When people came here, they bared their wildness and recklessness, jostling to hunt for even more excitement. Four or five artisan-like men, having thrown a ball to knock down a coconut, cracked it open on the spot and gulped noisily at the thin soap-colored water inside as they pushed their way through the jostling crowd.

“Hey, watch out!” “It’s splashing all over!” “It’s not like you’re going to turn into some nice guy and buy me new dirty socks or anything—.”

“Yes, yes, I’ll be careful.” “Quite the spirited young lady—.” Swept along by the crowd, Janet bared her rustic wildness completely and, without a trace of shame in her Loire accent, bantered back with the jokes of passing men. With her pale, bare arms pressed to her hips, she exaggerated the sway of her waist and laughed, sometimes even making gestures that felt brazen depending on who she faced. From under the bent hat’s brim, she pulled down the curled tips of her wig and stuck them with saliva right above her right eyebrow. Even the formidable Madame Bessechere could no longer bear to watch and fell silent with a disgusted expression. However, Janet showed no sign of paying attention to such trivialities and only grew more unrestrained in her display.

“HEY!” Using American slang for calling out to lowlifes—where had she learned that?—Janet blew a shrill whistle. No amount of clamor or jostling could divert Shinkichi’s heart from its pursuit of Catherine. As afternoon deepened and time grew more pressing, his agitation mounted; the surrounding colors and sounds blurred into a haze as if he walked through a dream—yet Catherine’s visage flickered before his eyes with startling vividness, her whereabouts unknown within Paris’s vastness. Her face was oval—a pure white countenance with pupils smoldering beneath lashes neither black nor blue that gazed intently—and an indescribably heady languor seeped into the very tips of Shinkichi’s nerves, mingling the shame trembling in his heart’s depths into an uncanny harmony until he slipped into a trance-like state of surrender. Even Catherine’s weight—light as a petal yet bearing infinite heaviness—now felt vividly real against his sun-warmed knees beneath his trousers. And bit by bit, Shinkichi grew weary.

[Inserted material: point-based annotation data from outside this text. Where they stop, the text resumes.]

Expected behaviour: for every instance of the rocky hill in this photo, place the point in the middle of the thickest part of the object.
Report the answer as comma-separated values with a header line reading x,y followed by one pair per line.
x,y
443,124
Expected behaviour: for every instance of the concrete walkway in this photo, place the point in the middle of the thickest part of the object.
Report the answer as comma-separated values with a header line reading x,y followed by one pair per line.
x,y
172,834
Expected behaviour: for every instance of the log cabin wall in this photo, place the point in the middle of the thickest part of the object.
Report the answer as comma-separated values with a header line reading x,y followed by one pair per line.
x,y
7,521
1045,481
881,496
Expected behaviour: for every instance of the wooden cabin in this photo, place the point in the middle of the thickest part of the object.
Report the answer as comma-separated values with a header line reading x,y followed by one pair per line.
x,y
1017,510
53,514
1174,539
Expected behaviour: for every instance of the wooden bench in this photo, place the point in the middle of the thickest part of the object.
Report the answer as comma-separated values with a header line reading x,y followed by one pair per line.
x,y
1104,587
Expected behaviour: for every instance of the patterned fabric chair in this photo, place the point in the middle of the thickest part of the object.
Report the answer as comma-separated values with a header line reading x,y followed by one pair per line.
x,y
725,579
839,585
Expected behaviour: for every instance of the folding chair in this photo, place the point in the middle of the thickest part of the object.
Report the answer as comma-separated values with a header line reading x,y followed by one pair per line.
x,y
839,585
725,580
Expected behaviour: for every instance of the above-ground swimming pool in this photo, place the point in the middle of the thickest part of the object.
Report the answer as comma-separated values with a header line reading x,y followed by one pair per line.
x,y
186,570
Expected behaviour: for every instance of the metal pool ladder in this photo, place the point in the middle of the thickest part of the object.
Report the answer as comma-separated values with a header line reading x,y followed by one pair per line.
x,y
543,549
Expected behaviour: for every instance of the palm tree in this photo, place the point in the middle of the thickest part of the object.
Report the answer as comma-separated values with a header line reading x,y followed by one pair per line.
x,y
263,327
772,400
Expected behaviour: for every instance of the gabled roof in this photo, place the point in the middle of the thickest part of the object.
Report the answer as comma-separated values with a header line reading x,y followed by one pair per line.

Shinkichi couldn’t take it anymore. To escape from that visage which unconsciously wearied him, either the real Catherine had to appear quickly or a different, more powerful fascination had to seize his attention completely. Shinkichi was driven by an impulse to part with these two women immediately and race through the bustle of today’s Paris Festival in search of Catherine. At the same time, disgusted with himself for nursing such vague desires across Paris’s vastness, he abruptly stopped and invited his two companions out for a drink.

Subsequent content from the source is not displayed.